Hard rock fans know the name of Randy Rhoads, the exciting young guitarist who had shredded his way to center stage in Ozzy Osbourne’s first post-Black Sabbath solo band, a co-writer of “Crazy Train” and a standout on the two albums he blazed and helped co-write and co-produce, “Blizzard of Ozz” and “Diary of a Madman.”
He was also victim of one of the deadliest of the misfortunes that seemed to swirl around Ozzy in those days After biting the head of a bat in a Des Moines show, and being accused of peeing on the Alamo, Osbourne was on tour in Florida when his bus driver took the guitarist on a joy ride in a small plane that buzzed the rest of the band still in the bus and crashed in a fiery explosion, killing three. Rhoads was only 25.
The young guitarist gone too soon was revered enough to be subject of a rock documentary more than 40 years after his death. But two-thirds of Andre Relis’ “Randy Rhoads: Reflections of a Guitar Icon” (Amazon Prime, streaming) are about Rhoads’ days fronting a much lesser L.A. band, Quiet Riot, back in days when the band couldn’t get a U.S. record contract to save its life (though a Japanese subsidiary of Sony did).
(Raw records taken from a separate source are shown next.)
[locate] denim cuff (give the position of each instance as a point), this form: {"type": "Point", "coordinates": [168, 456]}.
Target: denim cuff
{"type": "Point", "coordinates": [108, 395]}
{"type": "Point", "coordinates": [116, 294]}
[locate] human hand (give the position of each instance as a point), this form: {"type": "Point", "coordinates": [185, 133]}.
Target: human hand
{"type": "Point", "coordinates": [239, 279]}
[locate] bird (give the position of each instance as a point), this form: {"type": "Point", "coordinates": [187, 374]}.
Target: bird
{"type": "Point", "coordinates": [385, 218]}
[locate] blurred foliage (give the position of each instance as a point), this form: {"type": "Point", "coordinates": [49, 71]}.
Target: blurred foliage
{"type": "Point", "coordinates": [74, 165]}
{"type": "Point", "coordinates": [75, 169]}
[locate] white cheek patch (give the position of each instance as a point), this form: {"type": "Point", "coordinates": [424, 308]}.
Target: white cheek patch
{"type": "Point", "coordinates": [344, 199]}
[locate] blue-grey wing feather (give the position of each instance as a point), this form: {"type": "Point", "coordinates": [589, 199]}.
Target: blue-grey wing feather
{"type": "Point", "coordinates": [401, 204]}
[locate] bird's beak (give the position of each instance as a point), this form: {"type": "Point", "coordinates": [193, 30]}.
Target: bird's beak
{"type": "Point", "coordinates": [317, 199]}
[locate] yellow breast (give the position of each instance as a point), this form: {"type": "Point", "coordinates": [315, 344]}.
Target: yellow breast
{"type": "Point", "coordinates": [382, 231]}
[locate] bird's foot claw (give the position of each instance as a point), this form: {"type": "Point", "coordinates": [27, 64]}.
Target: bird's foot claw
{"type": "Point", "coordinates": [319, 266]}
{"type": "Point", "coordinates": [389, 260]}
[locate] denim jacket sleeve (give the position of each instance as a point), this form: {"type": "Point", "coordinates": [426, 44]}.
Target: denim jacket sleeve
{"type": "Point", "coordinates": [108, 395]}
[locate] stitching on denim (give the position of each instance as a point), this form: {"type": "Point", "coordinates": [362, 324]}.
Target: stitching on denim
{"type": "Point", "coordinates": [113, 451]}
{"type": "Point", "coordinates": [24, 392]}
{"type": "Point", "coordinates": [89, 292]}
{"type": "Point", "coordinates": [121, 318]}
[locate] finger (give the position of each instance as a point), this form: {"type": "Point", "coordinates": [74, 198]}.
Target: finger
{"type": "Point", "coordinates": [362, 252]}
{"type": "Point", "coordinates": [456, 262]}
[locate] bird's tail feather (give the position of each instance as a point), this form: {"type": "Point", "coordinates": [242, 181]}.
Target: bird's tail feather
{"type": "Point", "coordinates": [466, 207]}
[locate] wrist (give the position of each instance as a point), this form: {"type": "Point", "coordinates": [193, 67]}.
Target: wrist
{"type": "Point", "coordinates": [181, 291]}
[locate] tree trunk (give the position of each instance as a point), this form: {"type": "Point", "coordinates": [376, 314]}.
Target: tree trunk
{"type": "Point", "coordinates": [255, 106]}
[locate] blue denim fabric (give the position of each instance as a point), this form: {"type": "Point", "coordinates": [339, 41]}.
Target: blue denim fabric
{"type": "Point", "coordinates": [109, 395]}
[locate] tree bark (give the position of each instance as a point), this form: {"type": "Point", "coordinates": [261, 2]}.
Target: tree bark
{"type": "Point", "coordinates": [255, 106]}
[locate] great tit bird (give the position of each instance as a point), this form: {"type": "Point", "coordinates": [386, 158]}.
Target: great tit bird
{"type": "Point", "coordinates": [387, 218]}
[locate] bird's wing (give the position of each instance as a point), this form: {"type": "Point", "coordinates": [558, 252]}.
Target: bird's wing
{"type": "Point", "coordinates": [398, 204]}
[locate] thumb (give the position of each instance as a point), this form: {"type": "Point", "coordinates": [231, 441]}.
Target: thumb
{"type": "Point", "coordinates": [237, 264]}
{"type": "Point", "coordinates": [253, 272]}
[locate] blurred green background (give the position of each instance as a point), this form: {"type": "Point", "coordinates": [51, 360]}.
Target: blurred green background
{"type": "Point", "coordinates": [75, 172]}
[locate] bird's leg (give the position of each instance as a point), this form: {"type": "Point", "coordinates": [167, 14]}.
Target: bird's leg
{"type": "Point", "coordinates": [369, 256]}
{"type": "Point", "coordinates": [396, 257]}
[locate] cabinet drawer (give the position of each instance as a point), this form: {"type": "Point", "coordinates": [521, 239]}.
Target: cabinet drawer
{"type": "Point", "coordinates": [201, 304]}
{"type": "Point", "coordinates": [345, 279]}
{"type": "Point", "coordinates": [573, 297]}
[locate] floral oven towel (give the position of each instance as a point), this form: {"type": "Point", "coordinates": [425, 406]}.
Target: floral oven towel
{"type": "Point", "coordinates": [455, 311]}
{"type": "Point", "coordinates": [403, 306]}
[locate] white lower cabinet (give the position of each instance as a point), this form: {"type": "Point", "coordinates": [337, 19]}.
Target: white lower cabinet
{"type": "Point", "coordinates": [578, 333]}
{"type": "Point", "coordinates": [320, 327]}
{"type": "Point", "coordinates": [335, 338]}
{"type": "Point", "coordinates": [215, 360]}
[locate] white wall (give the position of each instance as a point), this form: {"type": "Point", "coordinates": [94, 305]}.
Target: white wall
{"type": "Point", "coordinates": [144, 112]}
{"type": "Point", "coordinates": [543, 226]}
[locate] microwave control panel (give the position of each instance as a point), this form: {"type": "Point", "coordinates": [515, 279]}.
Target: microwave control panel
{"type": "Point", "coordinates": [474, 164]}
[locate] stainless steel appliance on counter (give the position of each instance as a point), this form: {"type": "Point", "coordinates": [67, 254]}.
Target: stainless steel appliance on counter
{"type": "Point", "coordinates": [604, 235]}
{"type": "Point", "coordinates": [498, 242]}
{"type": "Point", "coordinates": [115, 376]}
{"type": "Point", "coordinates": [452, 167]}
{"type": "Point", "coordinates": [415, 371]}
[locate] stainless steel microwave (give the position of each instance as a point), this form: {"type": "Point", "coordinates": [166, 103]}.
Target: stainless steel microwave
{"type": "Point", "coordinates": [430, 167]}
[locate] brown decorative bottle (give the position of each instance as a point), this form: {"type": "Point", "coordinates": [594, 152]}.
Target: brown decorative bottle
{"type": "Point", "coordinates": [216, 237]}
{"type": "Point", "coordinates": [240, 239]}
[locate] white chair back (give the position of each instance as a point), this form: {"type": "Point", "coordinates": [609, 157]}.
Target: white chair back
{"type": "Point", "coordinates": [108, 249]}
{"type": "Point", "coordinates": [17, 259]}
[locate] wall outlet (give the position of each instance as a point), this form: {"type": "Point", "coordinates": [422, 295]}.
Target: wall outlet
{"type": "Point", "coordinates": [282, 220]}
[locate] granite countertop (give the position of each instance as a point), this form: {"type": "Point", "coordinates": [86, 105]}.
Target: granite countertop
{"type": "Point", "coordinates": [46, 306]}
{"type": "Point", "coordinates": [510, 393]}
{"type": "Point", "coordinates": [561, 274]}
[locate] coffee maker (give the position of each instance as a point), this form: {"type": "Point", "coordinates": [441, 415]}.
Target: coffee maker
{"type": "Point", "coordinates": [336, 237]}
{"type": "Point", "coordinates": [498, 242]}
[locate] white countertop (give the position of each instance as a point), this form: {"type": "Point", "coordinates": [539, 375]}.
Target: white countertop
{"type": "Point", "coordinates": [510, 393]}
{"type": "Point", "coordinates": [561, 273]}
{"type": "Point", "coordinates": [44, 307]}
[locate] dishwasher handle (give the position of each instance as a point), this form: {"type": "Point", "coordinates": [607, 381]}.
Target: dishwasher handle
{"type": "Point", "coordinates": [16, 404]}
Rhoads deserved better in life and in film, as this one was cobbled together from second hand interview tapes, smudgy concert video and a lot of still pictures. There are a raft of testimonials from representatives of other hair bands of the era (though the famed guitarist of supposed Quiet Riot competitors Van Halen, Eddie Van Halen, ungenerously shrugs in an old radio interview that Rhoads learned everything he knew from him).